Nuclear Monitor Issue: 
Patricia Lorenz, FoEE/Global 2000

The stress tests for European Union (EU) nuclear power plants were suggested by the Austrian Minster for the Environment right after the Fukushima disaster, without concrete ideas how they should be performed. The idea was quickly adopted by Brussels and hijacked by the nuclear establishment, namely WENRA. Stress tests are defined as: "Reassessment of safety margins of nuclear power plants in the light of the events at Fukushima: extreme natural events challenging the plant safety functions and leading to severe accidents.”

The Western European Nuclear Regulators' Association (WENRA) outlined a proposal, which was put up for public commenting until May 5. Slightly more resistance than expected became visible in the run-up to agreeing on the WENRA stress test outline by EU member states: ENSREG, created in 2007, the until this point hardly known Group nuclear regulators (European Nuclear Safety Regulators Group) represents also the non-nuclear EU-27 countries. In ENSREG, some countries, mainly Austria and Germany, did not accept the WENRA suggestions and asked for much more stringent testing - with out-spoken support by EU Commissioner Oettinger, wanted more stringent stress test. However, the operator countries tried to stay in the usual routine of testing– under the political leadership of UK and France.

Negotiations were really tough, especially the EU Commission warned that negotiations might break down and no stress test and nothing similar would be achieved. The compromise was presented on May 25. (see box: EC-Memo)

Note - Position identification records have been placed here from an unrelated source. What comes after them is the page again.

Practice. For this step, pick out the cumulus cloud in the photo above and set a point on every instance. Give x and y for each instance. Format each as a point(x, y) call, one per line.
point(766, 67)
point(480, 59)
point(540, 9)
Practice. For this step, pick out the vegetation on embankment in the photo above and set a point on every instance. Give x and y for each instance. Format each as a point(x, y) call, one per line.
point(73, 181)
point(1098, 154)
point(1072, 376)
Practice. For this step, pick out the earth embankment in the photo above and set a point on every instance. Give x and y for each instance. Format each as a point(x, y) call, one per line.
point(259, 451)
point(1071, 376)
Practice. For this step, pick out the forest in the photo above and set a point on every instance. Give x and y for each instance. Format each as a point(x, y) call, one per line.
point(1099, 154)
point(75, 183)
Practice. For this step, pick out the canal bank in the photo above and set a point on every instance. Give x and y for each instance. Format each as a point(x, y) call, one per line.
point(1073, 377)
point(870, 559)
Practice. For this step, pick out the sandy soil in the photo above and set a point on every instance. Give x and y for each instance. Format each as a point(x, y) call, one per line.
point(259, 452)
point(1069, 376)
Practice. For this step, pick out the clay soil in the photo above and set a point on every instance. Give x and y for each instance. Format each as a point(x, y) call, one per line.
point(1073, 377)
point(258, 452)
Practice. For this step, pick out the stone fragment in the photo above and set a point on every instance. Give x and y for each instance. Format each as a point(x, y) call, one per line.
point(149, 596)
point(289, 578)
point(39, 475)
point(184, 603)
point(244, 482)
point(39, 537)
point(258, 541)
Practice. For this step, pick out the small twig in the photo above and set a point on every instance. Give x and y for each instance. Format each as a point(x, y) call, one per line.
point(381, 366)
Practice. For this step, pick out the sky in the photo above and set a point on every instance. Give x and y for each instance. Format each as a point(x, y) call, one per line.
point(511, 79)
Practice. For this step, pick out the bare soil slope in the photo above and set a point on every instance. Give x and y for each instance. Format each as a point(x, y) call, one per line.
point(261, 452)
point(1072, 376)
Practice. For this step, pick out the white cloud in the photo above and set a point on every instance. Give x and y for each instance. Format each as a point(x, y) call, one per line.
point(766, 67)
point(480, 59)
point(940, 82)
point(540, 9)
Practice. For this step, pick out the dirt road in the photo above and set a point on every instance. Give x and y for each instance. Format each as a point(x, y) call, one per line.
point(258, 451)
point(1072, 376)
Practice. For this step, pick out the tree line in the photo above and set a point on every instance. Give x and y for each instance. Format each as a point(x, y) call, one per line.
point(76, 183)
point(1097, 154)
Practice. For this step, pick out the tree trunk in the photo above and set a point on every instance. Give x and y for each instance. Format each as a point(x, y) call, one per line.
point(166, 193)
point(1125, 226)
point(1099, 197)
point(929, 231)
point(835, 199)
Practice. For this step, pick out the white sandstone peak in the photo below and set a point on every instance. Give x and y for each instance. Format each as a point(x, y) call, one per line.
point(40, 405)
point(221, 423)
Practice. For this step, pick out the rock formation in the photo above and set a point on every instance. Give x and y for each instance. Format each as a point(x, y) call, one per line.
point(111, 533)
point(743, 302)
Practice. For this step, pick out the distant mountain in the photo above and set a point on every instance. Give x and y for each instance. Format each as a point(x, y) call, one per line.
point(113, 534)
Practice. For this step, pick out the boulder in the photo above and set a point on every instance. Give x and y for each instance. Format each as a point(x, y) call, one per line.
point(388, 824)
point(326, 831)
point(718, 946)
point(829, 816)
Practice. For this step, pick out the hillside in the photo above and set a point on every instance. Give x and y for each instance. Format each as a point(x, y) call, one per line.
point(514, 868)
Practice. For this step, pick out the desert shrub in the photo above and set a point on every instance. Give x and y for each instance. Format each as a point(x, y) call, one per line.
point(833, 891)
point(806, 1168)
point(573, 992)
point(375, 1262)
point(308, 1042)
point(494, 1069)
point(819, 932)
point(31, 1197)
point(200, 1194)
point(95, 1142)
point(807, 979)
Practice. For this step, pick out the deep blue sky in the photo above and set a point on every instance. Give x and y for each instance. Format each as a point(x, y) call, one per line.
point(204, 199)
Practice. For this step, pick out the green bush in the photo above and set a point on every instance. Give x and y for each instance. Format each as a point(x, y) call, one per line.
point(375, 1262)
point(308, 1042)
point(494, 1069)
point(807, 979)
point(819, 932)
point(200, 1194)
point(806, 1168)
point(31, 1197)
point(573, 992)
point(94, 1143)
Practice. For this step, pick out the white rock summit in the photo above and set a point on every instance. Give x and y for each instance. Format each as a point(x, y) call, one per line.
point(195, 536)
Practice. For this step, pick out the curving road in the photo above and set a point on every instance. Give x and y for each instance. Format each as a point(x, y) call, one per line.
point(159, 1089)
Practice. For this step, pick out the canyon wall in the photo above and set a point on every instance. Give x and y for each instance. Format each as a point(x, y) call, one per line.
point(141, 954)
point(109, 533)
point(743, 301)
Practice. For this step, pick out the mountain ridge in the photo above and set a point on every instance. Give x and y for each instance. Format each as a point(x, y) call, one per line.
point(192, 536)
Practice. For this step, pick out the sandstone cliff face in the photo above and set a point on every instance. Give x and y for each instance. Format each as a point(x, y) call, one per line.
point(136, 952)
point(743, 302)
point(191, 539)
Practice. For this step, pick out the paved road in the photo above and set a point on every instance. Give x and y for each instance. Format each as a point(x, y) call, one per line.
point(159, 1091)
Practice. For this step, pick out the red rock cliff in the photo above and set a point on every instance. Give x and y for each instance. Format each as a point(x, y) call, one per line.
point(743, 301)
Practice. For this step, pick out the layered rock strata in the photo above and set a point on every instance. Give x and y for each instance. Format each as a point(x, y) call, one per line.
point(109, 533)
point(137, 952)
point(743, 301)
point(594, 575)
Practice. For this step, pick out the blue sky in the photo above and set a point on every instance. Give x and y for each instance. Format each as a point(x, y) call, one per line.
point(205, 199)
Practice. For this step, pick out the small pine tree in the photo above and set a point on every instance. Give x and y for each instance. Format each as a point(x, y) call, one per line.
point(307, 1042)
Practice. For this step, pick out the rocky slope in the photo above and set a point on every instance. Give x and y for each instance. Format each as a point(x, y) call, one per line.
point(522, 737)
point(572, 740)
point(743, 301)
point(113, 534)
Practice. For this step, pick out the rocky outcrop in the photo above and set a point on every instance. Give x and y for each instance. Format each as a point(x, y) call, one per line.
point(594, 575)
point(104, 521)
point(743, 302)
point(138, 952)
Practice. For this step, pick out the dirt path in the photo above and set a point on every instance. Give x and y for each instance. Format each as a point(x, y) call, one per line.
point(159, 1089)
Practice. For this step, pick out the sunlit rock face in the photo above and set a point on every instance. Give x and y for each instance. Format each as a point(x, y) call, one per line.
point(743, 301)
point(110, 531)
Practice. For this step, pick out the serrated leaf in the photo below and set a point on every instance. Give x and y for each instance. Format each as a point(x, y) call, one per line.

Yes:  plane crash will be included in the tests – but only in an implicit manner

No: Terror is not a task of majority of ENSREG regulators, therefore terror attacks cannot be included. This matter will be discussed with the Council to determine who is responsible (intelligence, police etc.).

This part of the stress test is really not clear, it is a compromise, because Austria and Germany wanted to include air crashes, but the big nuclear countries are against. Therefore the robustness of nuclear power plants in case of external impacts are stressed regarding their ability to guarantee cooling and safe shut down (ultimate heat sink and power supply). An explosion near the plant or an air crash both challenges the structure of containment and other essential buildings directly or for example due to a fire. Severe accident management is stressed in all these events. In this context the robustness of structures, systems and components has to be proofed; weak points are to be identified and improvements should be proposed. Subject of the stress test is not the initiating event (air crash, flooding, explosion or fire) but the capability of the plant to maintain, control, safe shut down and core cooling without external support as long as necessary (the lesson from Fukushima: it could be weeks  to reclaim control over the nuclear power plant).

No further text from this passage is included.